“Innovation strategy” is one of those compound business buzzwords that has been so overused that the eyes of many people whose careers depend on it glaze over when it pops up. Everyone talks about it, so it quickly is drained of any specificity or usefulness.
Needless to say, that’s unfortunate, because every company’s success depends on anticipating the future relationship their customers will want, and that relationship will always be based on the innovation strategy the company has employed to get them there.
I’d like to take a shot at reclaiming the underlying idea by drilling down to its rather simple essence. For now, it’s simply worth pointing out that there is in fact something called “innovation” in business, it has to do with successfully developing some new approach, and it’s required in an evolving world. By “successfully,” we’re acknowledging that the “coolness” of an approach to its inventors isn’t sufficient, but that it has to have value to end-users as well.

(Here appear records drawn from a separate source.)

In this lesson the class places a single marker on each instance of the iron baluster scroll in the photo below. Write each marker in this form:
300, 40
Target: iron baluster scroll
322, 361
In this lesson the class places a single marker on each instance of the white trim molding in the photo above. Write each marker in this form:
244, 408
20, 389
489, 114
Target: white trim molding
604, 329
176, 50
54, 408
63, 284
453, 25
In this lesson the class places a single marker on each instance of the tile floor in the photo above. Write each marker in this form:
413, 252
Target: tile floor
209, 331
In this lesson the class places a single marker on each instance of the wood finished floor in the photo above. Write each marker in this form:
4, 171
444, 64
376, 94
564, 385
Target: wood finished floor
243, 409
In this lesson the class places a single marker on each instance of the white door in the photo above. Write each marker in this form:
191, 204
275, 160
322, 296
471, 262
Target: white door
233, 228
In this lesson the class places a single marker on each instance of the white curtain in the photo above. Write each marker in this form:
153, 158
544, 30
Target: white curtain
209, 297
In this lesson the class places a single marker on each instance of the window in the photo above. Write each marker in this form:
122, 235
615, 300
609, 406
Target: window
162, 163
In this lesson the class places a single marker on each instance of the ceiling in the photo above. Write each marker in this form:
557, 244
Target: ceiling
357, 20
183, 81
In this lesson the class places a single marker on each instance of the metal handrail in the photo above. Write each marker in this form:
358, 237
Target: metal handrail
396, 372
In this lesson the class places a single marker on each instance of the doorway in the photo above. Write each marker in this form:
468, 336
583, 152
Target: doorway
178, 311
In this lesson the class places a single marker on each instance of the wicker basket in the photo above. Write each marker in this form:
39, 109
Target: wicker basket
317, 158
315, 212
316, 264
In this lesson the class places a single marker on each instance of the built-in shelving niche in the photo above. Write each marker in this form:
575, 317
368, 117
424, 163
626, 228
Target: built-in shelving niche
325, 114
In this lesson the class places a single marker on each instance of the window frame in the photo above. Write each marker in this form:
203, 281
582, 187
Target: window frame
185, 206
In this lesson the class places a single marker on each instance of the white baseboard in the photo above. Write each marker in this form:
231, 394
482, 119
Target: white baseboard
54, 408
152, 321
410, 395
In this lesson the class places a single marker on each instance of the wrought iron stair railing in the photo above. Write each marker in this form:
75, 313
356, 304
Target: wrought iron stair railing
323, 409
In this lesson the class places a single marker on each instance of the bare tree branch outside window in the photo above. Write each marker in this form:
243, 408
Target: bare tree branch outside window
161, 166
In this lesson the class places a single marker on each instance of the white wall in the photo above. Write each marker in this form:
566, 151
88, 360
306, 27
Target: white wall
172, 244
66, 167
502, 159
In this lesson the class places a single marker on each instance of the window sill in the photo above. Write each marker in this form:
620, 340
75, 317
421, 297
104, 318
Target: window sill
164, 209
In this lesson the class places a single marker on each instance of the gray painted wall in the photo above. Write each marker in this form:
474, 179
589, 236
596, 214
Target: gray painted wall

As for “strategy” the other over-used term, at its core, we’re talking about a way to arrive at innovation that’s more likely to make it successful in the market.
Bring the two together, and we have a surprisingly simple idea – “innovation strategy” is a means to reach or maintain business success with a new approach in the market.
Now that we’ve reclaimed “innovation strategy” by returning it to its essence, we can take on a more useful question, namely, what is the most effective way in which to develop such a strategy? I’d like to begin to answer that by paraphrasing a valued former colleague of ours, Darrel Rhea, who played a major role in bringing the ideas behind “design thinking” to the business world. Darrel has pointed out that there are three ways to innovate – through technology, business model, and/or customer insight.
In writings that follow, I’ll take up each of these methods, but, I’ll tip my hand a bit by arguing that innovating through customer insight is the method most likely to lead to success.